A few useful titles that may help break through the confusion:
“Registered Representative”: A salesperson who represents an investment firm and sells products on a commission basis.
“Registered Investment Advisor” (RIA): Not to be confused with the above, an RIA is an independent, fee-only advisory firm registered with either the SEC or one of the States. Be aware that RIAs can still operate a commission- based sales business if they are also registered with an investment firm such as a brokerage or insurance firm. To avoid those RIAs, select only those who advertise as “fee-only”.
“Securities offered through…”: A disclaimer from a salesperson that discloses the investment firm.
“Hybrid Advisor”: This person wears two different hats, the first as a broker, and the second as an advisor.
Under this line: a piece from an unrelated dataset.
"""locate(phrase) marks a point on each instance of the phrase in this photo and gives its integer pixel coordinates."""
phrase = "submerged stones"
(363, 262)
This is especially confusing to investors, because at times this professional is selling an investment firm’s product for a commission, and at other times he is giving fee-based advice and representing the client.
“CFP® Practitioner”: This professional has passed a two-year financial planning course, and is held to a code of ethics. They can, however, still act as a broker or a salesperson.
“Financial Advisor,” “Financial Consultant,” “Financial Planner,” “Wealth Manager”: These unregulated titles tell us nothing regarding whether the professional is a broker or an advisor.
“NAPFA member”: An advisor who is a member of the National Association of Personal Financial Advisors, which restricts membership to fee-only advisors.
“Fee-Only advisor”: An advisor who represents the client, does not sell any products or earn commissions, but is qualified and paid to give objective advice, and puts the client’s interests first.
In summary, I propose this solution: If a broker wants to be an advisor who puts their clients’ best interests first, they should resign from their investment firm, give up their commissions, and join the ranks of fee-only Registered Investment Advisors. I did it long ago.